Girit Mutfağı
Girit 1669 da Osmanlı hakimiyetine girmiştir. 1913 yılında ise Yunanistan'a ilhak edilmiştir. Bu nedenle yaklaşık 120 bin Türk nüfusu daha ziyade Ege ve Akdeniz kıyılarına göçerek yerleşmiştir.
Girit Türklerinin mutfağı tek cümle ile doğal beslenmeye dayanır.Temelinin otlar ve zeytinyağı oluşturur. Girit'lilerin çoğu sağlıklı ve uzun ömürlüdür. Girit sofrasını yeşil sofra olarak nitelemek mümkündür.
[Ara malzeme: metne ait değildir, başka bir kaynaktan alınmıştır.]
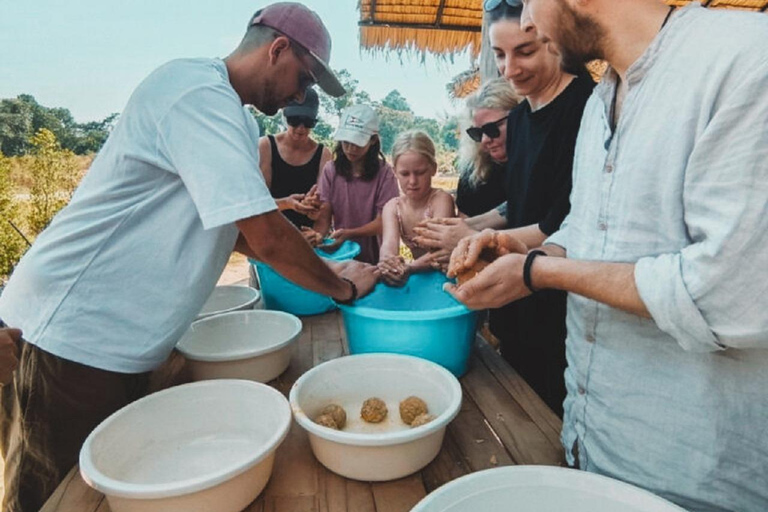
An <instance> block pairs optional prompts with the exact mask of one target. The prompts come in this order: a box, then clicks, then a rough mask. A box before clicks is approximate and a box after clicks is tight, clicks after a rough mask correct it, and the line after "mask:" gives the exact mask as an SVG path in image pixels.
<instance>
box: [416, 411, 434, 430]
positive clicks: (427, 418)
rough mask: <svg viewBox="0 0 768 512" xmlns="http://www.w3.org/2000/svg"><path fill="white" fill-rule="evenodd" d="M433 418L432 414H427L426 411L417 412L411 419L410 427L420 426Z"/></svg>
mask: <svg viewBox="0 0 768 512" xmlns="http://www.w3.org/2000/svg"><path fill="white" fill-rule="evenodd" d="M433 419H435V417H434V416H432V415H431V414H427V413H423V414H419V415H418V416H416V417H415V418H413V421H412V422H411V426H412V427H420V426H422V425H426V424H427V423H429V422H430V421H432V420H433Z"/></svg>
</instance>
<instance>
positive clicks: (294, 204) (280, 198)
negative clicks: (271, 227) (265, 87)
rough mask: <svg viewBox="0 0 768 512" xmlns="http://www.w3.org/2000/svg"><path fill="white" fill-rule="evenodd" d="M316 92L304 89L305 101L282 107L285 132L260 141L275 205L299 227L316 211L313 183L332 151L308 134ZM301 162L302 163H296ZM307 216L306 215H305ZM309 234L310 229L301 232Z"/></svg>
mask: <svg viewBox="0 0 768 512" xmlns="http://www.w3.org/2000/svg"><path fill="white" fill-rule="evenodd" d="M318 106H319V101H318V98H317V93H316V92H315V91H314V90H312V89H307V91H306V93H305V96H304V102H303V103H297V102H291V103H289V104H288V105H287V106H286V107H285V108H284V109H283V116H284V117H285V121H286V123H287V124H288V128H287V129H286V131H284V132H282V133H279V134H277V135H268V136H267V137H262V138H261V140H260V141H259V156H260V159H261V162H260V167H261V172H262V174H264V179H265V180H266V182H267V185H268V186H269V189H270V191H271V192H272V197H274V198H275V202H276V203H277V206H278V208H279V209H280V211H281V212H282V213H283V215H285V216H286V218H288V220H290V221H291V222H292V223H293V224H294V225H295V226H296V227H298V228H311V227H312V225H313V224H314V221H313V220H312V219H310V217H309V216H313V213H316V212H317V209H318V208H319V203H318V202H317V200H315V199H314V189H313V187H314V185H315V184H316V183H317V178H318V176H319V174H320V171H321V170H322V167H323V166H324V165H325V164H326V163H327V162H329V161H330V160H331V152H330V151H328V149H326V148H325V147H324V146H323V145H322V144H318V143H317V142H315V141H314V140H312V138H311V137H310V133H311V132H312V128H314V126H315V123H316V121H317V110H318ZM299 162H301V163H299ZM308 215H309V216H308ZM304 232H305V236H308V235H306V233H312V232H311V231H309V230H306V231H304Z"/></svg>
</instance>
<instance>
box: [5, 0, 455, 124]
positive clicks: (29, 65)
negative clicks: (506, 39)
mask: <svg viewBox="0 0 768 512" xmlns="http://www.w3.org/2000/svg"><path fill="white" fill-rule="evenodd" d="M268 3H271V1H270V0H266V1H264V0H256V1H254V0H250V1H248V0H206V1H203V0H186V1H185V0H122V1H120V0H73V1H69V2H67V1H64V0H0V98H12V97H16V96H17V95H19V94H31V95H33V96H34V97H35V99H37V101H38V103H40V104H42V105H45V106H46V107H64V108H68V109H69V110H70V111H71V112H72V115H73V116H74V117H75V120H76V121H78V122H87V121H95V120H101V119H103V118H104V117H106V116H107V115H109V114H111V113H113V112H120V111H122V109H123V108H124V107H125V104H126V102H127V101H128V97H129V96H130V94H131V92H132V91H133V89H134V88H135V87H136V85H138V83H139V82H140V81H141V80H142V79H143V78H144V77H145V76H146V75H148V74H149V73H150V72H151V71H152V70H153V69H155V68H156V67H158V66H160V65H161V64H163V63H165V62H167V61H169V60H171V59H175V58H181V57H225V56H226V55H228V54H229V53H230V52H231V50H232V49H234V47H235V46H237V43H238V42H239V41H240V38H241V37H242V35H243V33H244V31H245V26H246V24H247V22H248V20H249V18H250V16H251V15H252V14H253V12H255V11H256V10H257V9H259V8H260V7H263V6H264V5H267V4H268ZM304 3H305V4H306V5H307V6H309V7H310V8H312V9H313V10H315V11H316V12H317V13H318V14H319V15H320V17H321V18H323V20H324V22H325V24H326V26H327V27H328V30H329V31H330V33H331V35H332V38H333V51H332V55H331V66H332V67H333V68H334V69H342V68H346V69H348V70H349V71H350V73H351V74H352V76H353V77H354V78H356V79H357V80H359V82H360V85H361V87H362V89H363V90H366V91H368V93H369V94H370V95H371V97H372V98H373V99H374V100H381V99H382V98H384V96H386V95H387V93H388V92H389V91H391V90H393V89H397V90H398V91H400V93H401V94H403V96H405V98H406V99H407V100H408V103H409V104H410V106H411V108H412V109H413V110H414V112H415V113H416V114H418V115H421V116H425V117H440V116H442V115H444V114H445V113H449V114H450V113H454V112H456V111H457V110H458V109H460V104H457V103H456V102H455V101H453V100H451V99H450V98H449V96H448V93H447V91H446V89H445V84H447V83H448V82H449V81H450V79H451V78H452V77H454V76H455V75H457V74H459V73H461V72H462V71H465V70H466V69H468V68H469V67H470V57H469V56H468V55H467V54H463V55H458V56H456V57H455V59H454V62H453V63H452V62H450V61H449V60H447V59H436V58H434V57H429V56H428V57H427V59H426V61H425V62H423V63H422V58H421V56H420V55H402V56H399V55H398V54H397V53H395V52H389V53H381V52H379V53H377V54H372V53H370V52H368V51H367V50H361V49H360V43H359V31H358V27H357V20H358V17H359V12H358V11H357V0H304Z"/></svg>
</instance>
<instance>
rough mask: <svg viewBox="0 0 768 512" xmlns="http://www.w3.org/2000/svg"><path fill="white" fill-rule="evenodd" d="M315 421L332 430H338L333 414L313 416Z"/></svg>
mask: <svg viewBox="0 0 768 512" xmlns="http://www.w3.org/2000/svg"><path fill="white" fill-rule="evenodd" d="M315 423H317V424H318V425H322V426H324V427H328V428H332V429H333V430H339V426H338V425H336V421H334V419H333V416H331V415H330V414H321V415H320V416H318V417H317V418H315Z"/></svg>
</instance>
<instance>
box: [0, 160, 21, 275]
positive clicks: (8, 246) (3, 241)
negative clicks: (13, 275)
mask: <svg viewBox="0 0 768 512" xmlns="http://www.w3.org/2000/svg"><path fill="white" fill-rule="evenodd" d="M18 212H19V208H18V203H17V201H16V190H15V187H14V185H13V181H12V180H11V163H10V160H9V159H8V158H7V157H6V156H5V155H3V153H2V152H1V151H0V276H8V275H10V273H11V272H12V271H13V268H14V267H15V266H16V263H18V261H19V259H21V256H22V255H23V254H24V251H25V250H26V247H27V246H26V242H25V241H24V239H22V238H21V236H20V235H19V234H18V233H17V232H16V230H15V229H13V226H12V225H11V222H13V224H15V225H16V226H18V225H20V224H21V223H20V222H19V221H20V219H19V216H18Z"/></svg>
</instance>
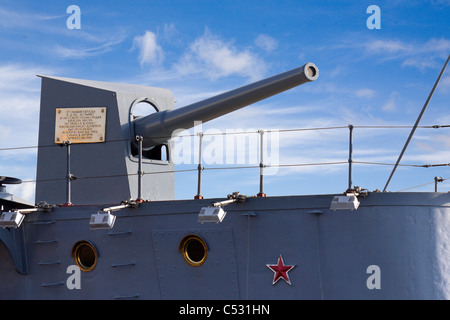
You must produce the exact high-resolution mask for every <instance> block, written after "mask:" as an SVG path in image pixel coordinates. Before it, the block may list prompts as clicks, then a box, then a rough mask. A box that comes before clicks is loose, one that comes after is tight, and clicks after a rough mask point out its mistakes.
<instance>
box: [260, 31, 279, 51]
mask: <svg viewBox="0 0 450 320" xmlns="http://www.w3.org/2000/svg"><path fill="white" fill-rule="evenodd" d="M255 45H256V46H257V47H259V48H261V49H263V50H265V51H267V52H271V51H273V50H275V49H276V48H277V47H278V41H277V40H276V39H275V38H272V37H270V36H268V35H265V34H260V35H259V36H258V37H257V38H256V39H255Z"/></svg>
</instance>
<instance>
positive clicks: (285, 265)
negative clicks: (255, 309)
mask: <svg viewBox="0 0 450 320" xmlns="http://www.w3.org/2000/svg"><path fill="white" fill-rule="evenodd" d="M266 266H267V268H269V269H270V270H272V271H273V273H274V275H273V282H272V285H274V284H275V283H277V281H278V280H280V279H281V278H283V280H284V281H286V282H287V283H288V284H289V285H291V279H289V275H288V272H289V271H291V270H292V268H294V267H295V265H292V266H290V265H285V264H284V261H283V257H282V256H281V254H280V257H279V258H278V263H277V264H266Z"/></svg>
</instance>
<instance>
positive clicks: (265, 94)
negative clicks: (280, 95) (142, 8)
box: [134, 63, 319, 148]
Çünkü daima yeşillik vardır. Giritliler sofrada yeşillik yoksa sofraya oturmayız derler.
Sofraları tertipli ve zengindir. Yemekli misafir ağırlamayı çok severler. Kadın veya erkek aile büyüğü buyrun demeden yemeğe başlamazlar.Hiçbir zaman boğazlarından kesmez herşeyin en iyisini alırlar. Yemekleri taze olarak tüketmeyi sevdikleri için günlük yaparlar.
Giritlilerin etsiz zeytinyağlı yemekleri karşısında yerliler etsiz yemek mi olur derlerdi. Giritliler dana etini bilmezler. Her zaman kuzu etini tercih ederler. Elbasan tava meşhur yemeklerindendir. Baliği çok severler ve çok çeşitli şekillerde tüketirler. Buğulamayı tercih ederler. Lakerda, çiroz ve tuzlama sardalyaya düşkün olurlar. Pilavı zeytinyağı ile yaparlar. Domatesli zeytinyağlı pilavları çok lezzetli olur. Çorbalardan balık ve un çorbalarını ağırlıklı yaparlar.
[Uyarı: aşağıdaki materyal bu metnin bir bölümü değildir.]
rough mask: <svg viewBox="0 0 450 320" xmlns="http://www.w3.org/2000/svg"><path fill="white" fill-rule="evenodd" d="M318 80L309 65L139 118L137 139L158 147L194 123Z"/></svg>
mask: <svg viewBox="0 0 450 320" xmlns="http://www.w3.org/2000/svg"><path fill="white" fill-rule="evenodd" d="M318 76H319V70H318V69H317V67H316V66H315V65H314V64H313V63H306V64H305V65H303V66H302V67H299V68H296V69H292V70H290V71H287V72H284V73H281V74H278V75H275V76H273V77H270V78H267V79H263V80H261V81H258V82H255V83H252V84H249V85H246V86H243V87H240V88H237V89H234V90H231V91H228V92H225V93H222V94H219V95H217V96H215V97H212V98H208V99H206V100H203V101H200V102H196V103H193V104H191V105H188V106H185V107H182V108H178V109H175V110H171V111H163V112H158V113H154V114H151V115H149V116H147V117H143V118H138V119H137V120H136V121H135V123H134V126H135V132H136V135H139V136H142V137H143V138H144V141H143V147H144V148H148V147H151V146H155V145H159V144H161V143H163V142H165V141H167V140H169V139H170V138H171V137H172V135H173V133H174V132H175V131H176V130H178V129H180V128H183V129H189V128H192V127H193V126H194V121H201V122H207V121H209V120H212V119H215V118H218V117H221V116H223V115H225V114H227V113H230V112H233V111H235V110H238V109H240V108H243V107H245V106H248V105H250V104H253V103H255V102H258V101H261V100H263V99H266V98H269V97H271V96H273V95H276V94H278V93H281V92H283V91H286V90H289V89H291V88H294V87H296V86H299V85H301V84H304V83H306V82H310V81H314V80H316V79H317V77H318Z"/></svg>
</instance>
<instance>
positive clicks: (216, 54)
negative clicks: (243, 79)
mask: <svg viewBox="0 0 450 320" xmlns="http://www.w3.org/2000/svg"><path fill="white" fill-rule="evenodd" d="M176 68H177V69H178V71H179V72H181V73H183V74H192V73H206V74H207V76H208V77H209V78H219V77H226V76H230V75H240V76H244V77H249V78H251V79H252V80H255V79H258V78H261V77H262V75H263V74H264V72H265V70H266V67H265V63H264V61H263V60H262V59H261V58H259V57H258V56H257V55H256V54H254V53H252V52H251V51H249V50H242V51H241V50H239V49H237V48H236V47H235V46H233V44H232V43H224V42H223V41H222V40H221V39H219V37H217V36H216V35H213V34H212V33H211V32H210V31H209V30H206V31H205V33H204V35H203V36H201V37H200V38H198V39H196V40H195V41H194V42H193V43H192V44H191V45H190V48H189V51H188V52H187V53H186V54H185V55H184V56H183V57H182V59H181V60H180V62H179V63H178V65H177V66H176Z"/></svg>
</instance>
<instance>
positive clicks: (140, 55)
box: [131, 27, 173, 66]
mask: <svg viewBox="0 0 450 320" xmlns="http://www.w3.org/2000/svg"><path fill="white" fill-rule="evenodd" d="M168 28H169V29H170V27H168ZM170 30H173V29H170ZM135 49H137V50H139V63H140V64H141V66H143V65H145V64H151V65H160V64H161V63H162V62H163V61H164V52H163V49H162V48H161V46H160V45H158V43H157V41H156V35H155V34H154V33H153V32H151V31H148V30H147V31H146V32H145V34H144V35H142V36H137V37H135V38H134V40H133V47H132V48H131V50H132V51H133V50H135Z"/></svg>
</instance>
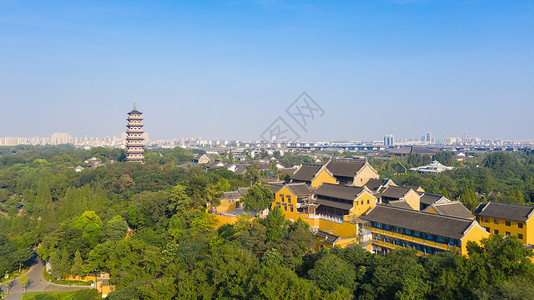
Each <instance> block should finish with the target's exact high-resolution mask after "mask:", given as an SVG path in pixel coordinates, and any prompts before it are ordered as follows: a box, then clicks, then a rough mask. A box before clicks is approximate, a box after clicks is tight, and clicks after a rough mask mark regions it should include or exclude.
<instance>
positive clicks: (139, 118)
mask: <svg viewBox="0 0 534 300" xmlns="http://www.w3.org/2000/svg"><path fill="white" fill-rule="evenodd" d="M142 114H143V113H142V112H140V111H138V110H137V109H136V103H135V101H134V109H133V110H132V111H131V112H129V113H128V118H127V121H128V124H127V125H126V128H127V130H126V160H127V161H137V162H144V160H145V156H144V154H145V149H144V140H145V138H144V137H143V134H144V131H143V117H142V116H141V115H142Z"/></svg>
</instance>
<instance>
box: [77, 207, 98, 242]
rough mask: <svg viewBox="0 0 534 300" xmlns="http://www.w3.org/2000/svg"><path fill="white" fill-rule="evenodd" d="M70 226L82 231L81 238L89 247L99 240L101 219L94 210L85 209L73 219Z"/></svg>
mask: <svg viewBox="0 0 534 300" xmlns="http://www.w3.org/2000/svg"><path fill="white" fill-rule="evenodd" d="M70 227H71V228H72V229H79V230H81V231H82V238H83V239H84V240H85V241H87V242H88V245H89V247H90V248H93V247H94V246H96V244H98V242H99V241H100V237H101V230H100V229H101V227H102V220H100V217H99V216H98V215H97V214H96V213H95V212H94V211H85V212H84V213H83V214H82V215H81V216H80V217H78V218H76V219H74V221H73V222H72V223H71V226H70Z"/></svg>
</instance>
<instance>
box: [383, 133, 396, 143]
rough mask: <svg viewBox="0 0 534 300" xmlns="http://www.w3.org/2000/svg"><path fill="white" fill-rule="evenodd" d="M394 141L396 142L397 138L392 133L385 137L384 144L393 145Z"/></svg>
mask: <svg viewBox="0 0 534 300" xmlns="http://www.w3.org/2000/svg"><path fill="white" fill-rule="evenodd" d="M394 143H395V138H394V137H393V135H392V134H390V135H386V136H385V137H384V146H393V144H394Z"/></svg>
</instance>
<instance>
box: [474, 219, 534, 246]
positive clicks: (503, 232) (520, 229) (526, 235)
mask: <svg viewBox="0 0 534 300" xmlns="http://www.w3.org/2000/svg"><path fill="white" fill-rule="evenodd" d="M486 220H489V222H486ZM495 220H497V223H498V224H495ZM506 221H509V222H510V226H506ZM479 223H480V226H482V227H484V228H489V233H490V236H493V235H495V230H498V231H499V233H498V234H500V235H506V232H509V233H510V235H518V234H522V235H523V239H522V240H521V239H520V241H522V242H523V243H524V244H533V243H534V238H533V237H534V226H533V225H534V224H533V221H532V219H530V220H527V222H526V223H525V222H518V221H514V220H507V219H501V218H493V217H482V216H481V217H480V218H479ZM518 223H521V224H523V228H519V227H518V225H517V224H518Z"/></svg>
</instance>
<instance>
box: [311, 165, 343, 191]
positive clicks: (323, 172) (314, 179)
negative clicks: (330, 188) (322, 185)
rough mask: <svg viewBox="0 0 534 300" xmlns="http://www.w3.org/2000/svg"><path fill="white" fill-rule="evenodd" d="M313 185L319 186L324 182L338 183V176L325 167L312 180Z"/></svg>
mask: <svg viewBox="0 0 534 300" xmlns="http://www.w3.org/2000/svg"><path fill="white" fill-rule="evenodd" d="M311 183H312V187H318V186H320V185H321V184H322V183H332V184H337V181H336V178H334V177H333V176H332V175H330V174H328V172H327V171H326V170H325V169H324V168H323V169H322V170H321V172H320V173H319V174H318V175H317V176H316V177H315V178H314V179H313V180H312V182H311Z"/></svg>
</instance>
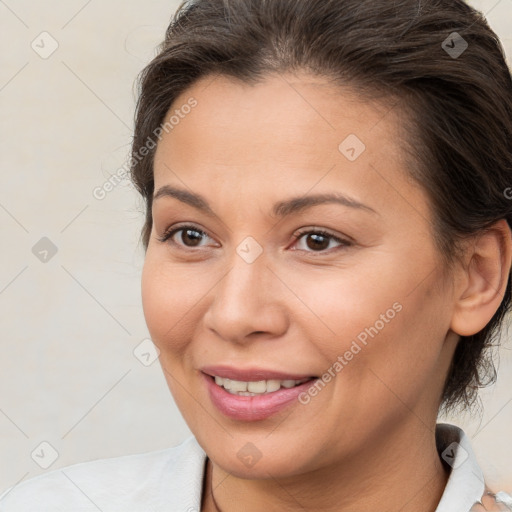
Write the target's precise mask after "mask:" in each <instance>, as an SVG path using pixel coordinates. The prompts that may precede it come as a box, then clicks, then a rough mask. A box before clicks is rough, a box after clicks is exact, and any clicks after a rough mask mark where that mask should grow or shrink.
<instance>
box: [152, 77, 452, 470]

Dolmaları ve sarmaları zeytinyağlı ve etli yaparlar, kavurma dolmayı bilmezler. Pirinci çiğden hazırlarlar. Yaprak sarması ve kabak çiçeği dolması çok lezzetli olur ve hatta çerez gibi yenilir ve ikram edilir.
Ispanaklı, gelincik, peynir, kıymalı börek yaparlar. Kabak börekleri, çullama böreği lezzetli olur, kabak mücveri ve favayı çok yaparlar.Fava baklava gibi kesilerek üzerine zeytinyağı gezdirilir. Tuzlama sardalyalı çoban salatası ile servis yapılır.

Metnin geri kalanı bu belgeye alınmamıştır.